The goal of this strategy was to determine the causes for in-patient falls that could not be clearly identified solely by our event reporting system.
Significance:
Nationwide,falls continue to be a problem leading to injury, and sometimes, death in acute care hospitals. Efforts to identify the causes of falls and interventions to decrease falls have met with limited success both in our institution and at others across the country.

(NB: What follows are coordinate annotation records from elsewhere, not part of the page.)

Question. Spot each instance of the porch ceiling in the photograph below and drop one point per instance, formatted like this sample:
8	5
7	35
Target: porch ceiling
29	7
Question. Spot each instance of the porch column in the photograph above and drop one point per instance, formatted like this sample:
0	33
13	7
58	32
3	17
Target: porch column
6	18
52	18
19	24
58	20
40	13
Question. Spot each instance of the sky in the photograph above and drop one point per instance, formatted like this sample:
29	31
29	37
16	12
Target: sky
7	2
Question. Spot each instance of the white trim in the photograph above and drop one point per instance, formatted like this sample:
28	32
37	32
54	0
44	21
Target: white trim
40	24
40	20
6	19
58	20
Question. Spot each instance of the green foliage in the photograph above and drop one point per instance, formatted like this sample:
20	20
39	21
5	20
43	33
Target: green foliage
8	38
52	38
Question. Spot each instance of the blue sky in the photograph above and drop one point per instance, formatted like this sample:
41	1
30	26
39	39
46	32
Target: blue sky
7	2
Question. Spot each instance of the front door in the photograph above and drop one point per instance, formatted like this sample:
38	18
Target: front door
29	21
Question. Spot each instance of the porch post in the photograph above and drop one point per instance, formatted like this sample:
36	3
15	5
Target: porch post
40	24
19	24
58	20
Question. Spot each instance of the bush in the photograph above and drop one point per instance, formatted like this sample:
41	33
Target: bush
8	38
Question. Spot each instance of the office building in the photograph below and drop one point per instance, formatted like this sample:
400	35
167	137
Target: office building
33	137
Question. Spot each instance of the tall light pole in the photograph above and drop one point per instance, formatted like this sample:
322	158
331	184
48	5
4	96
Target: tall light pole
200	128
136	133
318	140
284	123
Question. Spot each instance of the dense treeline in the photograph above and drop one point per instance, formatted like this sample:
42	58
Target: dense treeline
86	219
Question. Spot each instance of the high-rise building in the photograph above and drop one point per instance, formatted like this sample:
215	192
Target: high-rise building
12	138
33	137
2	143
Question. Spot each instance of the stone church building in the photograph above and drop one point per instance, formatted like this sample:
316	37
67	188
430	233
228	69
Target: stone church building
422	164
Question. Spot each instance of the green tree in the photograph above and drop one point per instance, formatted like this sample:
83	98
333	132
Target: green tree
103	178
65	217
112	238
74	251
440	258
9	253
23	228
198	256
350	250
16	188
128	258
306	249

Strategy and Implementation:
At our institution, identifying the causes for our falls was difficult and it was assumed that each speciality unit might have different reasons for falls. One method for analyzing the causes of falls in our organization was the "post fall huddle" form. This form allows for the immediate identification of circumstances surrounding a fall. The post fall huddle form is used as a mini-root cause analysis tool at the time of the fall and immediately gathers the individuals involved so that strategies for fall prevention can be implemented. Two units with high fall rates used this tool consistently for each fall.
Evaluation:
The use of this form has identified unit specific causes for falls allowing the implementation of individualized interventions. Each completed form was evaluated and common themes emerged that were unit specific.
Implications for Practice:
Nursing units that have consistently used this form have been able to develop specific interventions appropriate to their patient population to prevent further falls. This form may be useful in other hospitals to further elucidate the causes of falls and interventions to prevent them.